25/05/2026
A EMPRESA BARROS & TATI CAMINHA PARA 4 MESES SEM PAGAR SALÁRIOS, E O CASO PODE TOMAR PROPORÇÕES AINDA MAIS GRAVES
Os Trabalhadores da Barros & Tati enfrentam dívidas, dificuldades familiares e um cenário cada vez mais preocupante devido à falta de salários.
A tensão em torno da empresa Barros & Tati continua a crescer em Cabinda, numa altura em que aumentam as denúncias de alegados abusos laborais, desrespeito pelas decisões judiciais e supostas movimentações para influenciar o rumo do processo em tribunal.
Sem salários há quase quatro meses, muitos trabalhadores afirmam viver uma situação insustentável. A crise financeira da empresa começa igualmente a afectar as operações ligadas ao sector petrolífero em Malongo, levantando várias questões sobre a continuidade dos serviços prestados.
Muitos questionam como a Chevron permite que uma empresa numa situação tão delicada continue a operar num sector tão sensível. Segundo denúncias dos trabalhadores, a Barros & Tati atravessa uma grave crise financeira, agravada pelo bloqueio das contas bancárias por incumprimento de ordens judiciais.
O caso envolve trabalhadores despedidos após alegadamente aderirem a um sindicato. Conforme informações ligadas ao processo, o Tribunal deu razão aos funcionários, ordenando a reintegração dos mesmos. No entanto, a empresa continua sem cumprir integralmente as decisões judiciais.
Um dos casos que mais está a comover os trabalhadores é o do senhor Vasco, funcionário envolvido no processo judicial contra a empresa. Segundo relatos de colegas e pessoas próximas, Vasco terá sofrido um AVC após o impacto emocional e psicológico causado pelo despedimento e pela situação de abandono enfrentada ao longo do processo.
O caso é apontado por trabalhadores e activistas como um exemplo das graves consequências humanas e sociais que os despedimentos e a pressão laboral podem provocar, sobretudo quando os funcionários ficam meses sem salários, sem assistência e sem perspectivas de reintegração.

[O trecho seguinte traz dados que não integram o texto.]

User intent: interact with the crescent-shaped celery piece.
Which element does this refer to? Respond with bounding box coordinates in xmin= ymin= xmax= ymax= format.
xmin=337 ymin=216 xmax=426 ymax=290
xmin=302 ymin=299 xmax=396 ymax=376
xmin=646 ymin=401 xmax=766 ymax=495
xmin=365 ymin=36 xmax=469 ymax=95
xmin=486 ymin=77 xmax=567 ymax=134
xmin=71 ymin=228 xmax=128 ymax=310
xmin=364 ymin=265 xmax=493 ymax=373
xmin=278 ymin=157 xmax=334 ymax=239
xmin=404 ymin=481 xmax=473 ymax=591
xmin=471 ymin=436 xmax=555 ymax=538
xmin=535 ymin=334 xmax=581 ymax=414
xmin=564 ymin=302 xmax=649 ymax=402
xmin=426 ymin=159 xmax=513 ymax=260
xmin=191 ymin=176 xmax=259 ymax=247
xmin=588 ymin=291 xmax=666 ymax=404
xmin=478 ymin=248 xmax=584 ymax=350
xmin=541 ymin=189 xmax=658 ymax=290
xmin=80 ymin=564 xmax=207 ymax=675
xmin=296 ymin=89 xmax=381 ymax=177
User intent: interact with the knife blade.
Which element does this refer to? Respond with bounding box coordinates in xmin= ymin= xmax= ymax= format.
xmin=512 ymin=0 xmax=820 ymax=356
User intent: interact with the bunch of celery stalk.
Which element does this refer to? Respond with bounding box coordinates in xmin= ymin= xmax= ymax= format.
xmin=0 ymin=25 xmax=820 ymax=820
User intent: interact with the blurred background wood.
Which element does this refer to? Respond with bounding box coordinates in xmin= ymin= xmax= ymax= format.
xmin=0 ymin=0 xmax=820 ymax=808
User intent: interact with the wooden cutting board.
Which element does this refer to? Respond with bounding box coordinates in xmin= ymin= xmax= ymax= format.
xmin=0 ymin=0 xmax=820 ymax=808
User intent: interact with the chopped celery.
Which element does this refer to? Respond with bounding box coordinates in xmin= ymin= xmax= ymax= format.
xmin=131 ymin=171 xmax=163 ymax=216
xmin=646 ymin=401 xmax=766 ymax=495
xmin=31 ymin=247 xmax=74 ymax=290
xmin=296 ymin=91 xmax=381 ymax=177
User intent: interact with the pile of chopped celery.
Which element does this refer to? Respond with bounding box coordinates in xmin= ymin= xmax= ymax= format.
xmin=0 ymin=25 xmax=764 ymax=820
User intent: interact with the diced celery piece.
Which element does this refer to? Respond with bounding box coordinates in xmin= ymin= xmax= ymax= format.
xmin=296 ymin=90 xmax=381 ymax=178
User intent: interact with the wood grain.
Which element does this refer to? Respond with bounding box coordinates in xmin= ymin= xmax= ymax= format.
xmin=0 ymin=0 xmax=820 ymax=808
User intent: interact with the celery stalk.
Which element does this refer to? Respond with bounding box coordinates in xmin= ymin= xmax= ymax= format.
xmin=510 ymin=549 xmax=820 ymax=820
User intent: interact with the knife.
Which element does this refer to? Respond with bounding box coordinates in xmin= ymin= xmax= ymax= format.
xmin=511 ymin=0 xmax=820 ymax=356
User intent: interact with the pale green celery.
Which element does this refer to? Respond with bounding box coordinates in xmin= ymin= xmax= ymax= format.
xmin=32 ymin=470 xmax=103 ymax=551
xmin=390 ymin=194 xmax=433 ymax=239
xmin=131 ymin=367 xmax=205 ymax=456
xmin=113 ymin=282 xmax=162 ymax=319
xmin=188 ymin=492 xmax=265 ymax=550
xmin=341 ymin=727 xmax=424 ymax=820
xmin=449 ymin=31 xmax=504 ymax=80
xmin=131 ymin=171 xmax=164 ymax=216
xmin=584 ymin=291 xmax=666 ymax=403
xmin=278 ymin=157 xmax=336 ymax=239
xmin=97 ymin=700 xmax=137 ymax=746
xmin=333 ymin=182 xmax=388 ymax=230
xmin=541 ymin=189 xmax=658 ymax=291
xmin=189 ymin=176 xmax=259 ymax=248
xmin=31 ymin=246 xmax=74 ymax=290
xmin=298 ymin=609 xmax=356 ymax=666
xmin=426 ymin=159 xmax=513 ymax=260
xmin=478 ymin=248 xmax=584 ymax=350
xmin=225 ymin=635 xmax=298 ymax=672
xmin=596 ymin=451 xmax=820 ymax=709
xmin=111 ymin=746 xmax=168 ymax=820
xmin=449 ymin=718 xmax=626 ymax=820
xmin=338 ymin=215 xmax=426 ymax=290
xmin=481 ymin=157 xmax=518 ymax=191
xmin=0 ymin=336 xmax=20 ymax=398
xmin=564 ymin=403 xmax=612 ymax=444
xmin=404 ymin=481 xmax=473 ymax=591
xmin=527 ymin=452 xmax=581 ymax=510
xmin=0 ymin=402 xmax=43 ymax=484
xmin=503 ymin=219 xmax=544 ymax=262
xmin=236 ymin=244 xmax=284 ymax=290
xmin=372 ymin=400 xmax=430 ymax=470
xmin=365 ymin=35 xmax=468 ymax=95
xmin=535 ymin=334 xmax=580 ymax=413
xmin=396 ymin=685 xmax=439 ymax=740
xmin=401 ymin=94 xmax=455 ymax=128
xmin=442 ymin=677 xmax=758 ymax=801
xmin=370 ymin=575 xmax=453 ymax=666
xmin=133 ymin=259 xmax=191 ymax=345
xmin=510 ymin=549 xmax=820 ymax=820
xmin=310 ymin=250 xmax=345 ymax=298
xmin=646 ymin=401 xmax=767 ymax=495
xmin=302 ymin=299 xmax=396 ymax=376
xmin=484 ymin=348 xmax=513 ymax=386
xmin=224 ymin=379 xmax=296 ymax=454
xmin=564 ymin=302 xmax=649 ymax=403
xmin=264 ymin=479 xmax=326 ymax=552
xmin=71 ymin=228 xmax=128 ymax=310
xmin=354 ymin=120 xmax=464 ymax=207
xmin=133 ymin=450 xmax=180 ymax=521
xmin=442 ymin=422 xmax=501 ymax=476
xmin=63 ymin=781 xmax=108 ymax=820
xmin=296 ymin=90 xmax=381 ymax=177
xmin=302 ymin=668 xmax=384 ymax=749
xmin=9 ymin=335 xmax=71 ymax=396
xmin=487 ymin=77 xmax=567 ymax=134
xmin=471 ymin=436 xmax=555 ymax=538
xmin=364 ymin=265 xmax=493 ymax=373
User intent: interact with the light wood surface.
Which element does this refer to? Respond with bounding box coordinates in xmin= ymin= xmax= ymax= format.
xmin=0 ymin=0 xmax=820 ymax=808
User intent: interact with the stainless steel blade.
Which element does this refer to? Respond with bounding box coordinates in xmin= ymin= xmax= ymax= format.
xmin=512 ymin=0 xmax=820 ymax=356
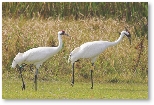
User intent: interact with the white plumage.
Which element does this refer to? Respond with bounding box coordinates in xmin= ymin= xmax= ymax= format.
xmin=12 ymin=31 xmax=68 ymax=90
xmin=68 ymin=30 xmax=131 ymax=89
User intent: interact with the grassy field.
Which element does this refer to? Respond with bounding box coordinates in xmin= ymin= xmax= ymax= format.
xmin=2 ymin=3 xmax=148 ymax=99
xmin=2 ymin=79 xmax=148 ymax=99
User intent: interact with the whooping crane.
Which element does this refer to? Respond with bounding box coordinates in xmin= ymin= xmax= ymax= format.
xmin=12 ymin=31 xmax=69 ymax=90
xmin=68 ymin=28 xmax=131 ymax=89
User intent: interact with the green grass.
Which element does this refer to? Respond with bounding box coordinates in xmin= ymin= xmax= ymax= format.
xmin=2 ymin=78 xmax=148 ymax=99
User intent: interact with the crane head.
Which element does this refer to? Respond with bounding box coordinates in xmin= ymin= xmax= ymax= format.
xmin=58 ymin=31 xmax=69 ymax=36
xmin=121 ymin=30 xmax=131 ymax=45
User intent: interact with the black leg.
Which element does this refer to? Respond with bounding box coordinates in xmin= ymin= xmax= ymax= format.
xmin=91 ymin=63 xmax=94 ymax=89
xmin=34 ymin=69 xmax=38 ymax=91
xmin=19 ymin=67 xmax=25 ymax=90
xmin=34 ymin=75 xmax=37 ymax=91
xmin=71 ymin=63 xmax=74 ymax=87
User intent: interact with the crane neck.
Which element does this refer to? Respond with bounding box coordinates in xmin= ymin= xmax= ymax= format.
xmin=57 ymin=34 xmax=63 ymax=51
xmin=111 ymin=35 xmax=124 ymax=46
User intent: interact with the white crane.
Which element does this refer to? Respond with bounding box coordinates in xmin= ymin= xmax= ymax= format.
xmin=68 ymin=29 xmax=131 ymax=89
xmin=12 ymin=31 xmax=69 ymax=90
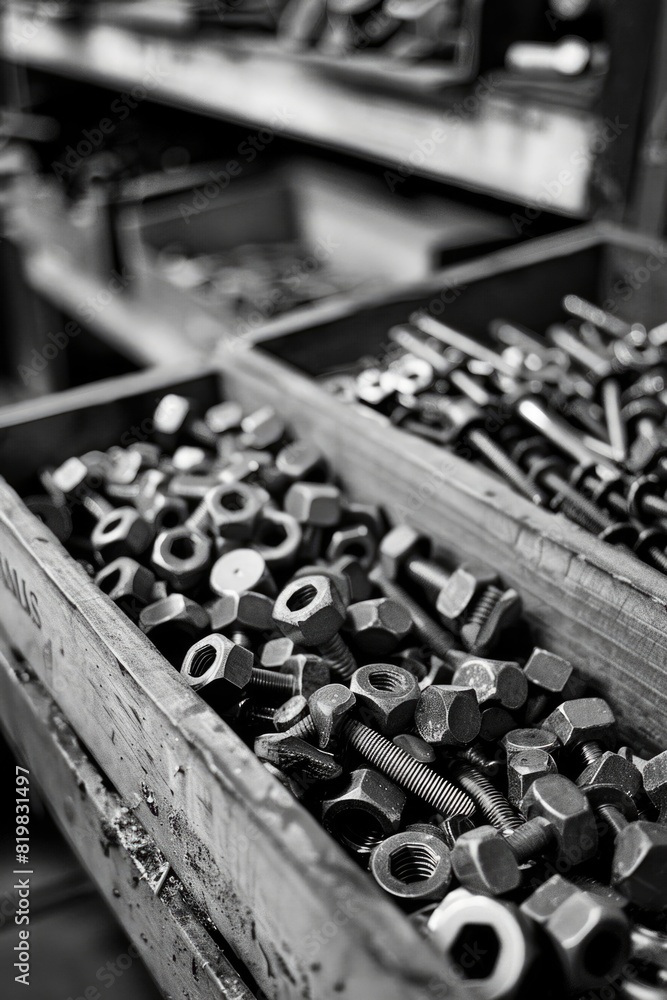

Os trabalhadores acusam a direcção da empresa, liderada pelo empresário Júnior Barros Franque, de perseguição laboral, intimidação e tratamento desumano. Fontes próximas ao processo afirmam que pequenos erros são suficientes para resultar em despedimentos imediatos, sem respeito pelas normas laborais angolanas.
As denúncias tornam-se ainda mais delicadas com referências aos advogados Cristóvão Luemba e Zé Manel, apontados por algumas fontes como figuras ligadas a alegadas tentativas de influenciar o andamento do processo judicial. Estes Advogados e ditos Jornalistas da Rádio Eclesia Cabinda defendem uma empresa com o nome RBC que actua no porto do CAIO e que escravisa os cidadãos.
Outro ponto que está a gerar revolta entre os trabalhadores prende-se com um alegado aumento de 40% no contrato entre a Chevron e a Barros & Tati, que, segundo denúncias, deveria reflectir-se nos salários dos trabalhadores da secção de transportes desde Outubro de 2025.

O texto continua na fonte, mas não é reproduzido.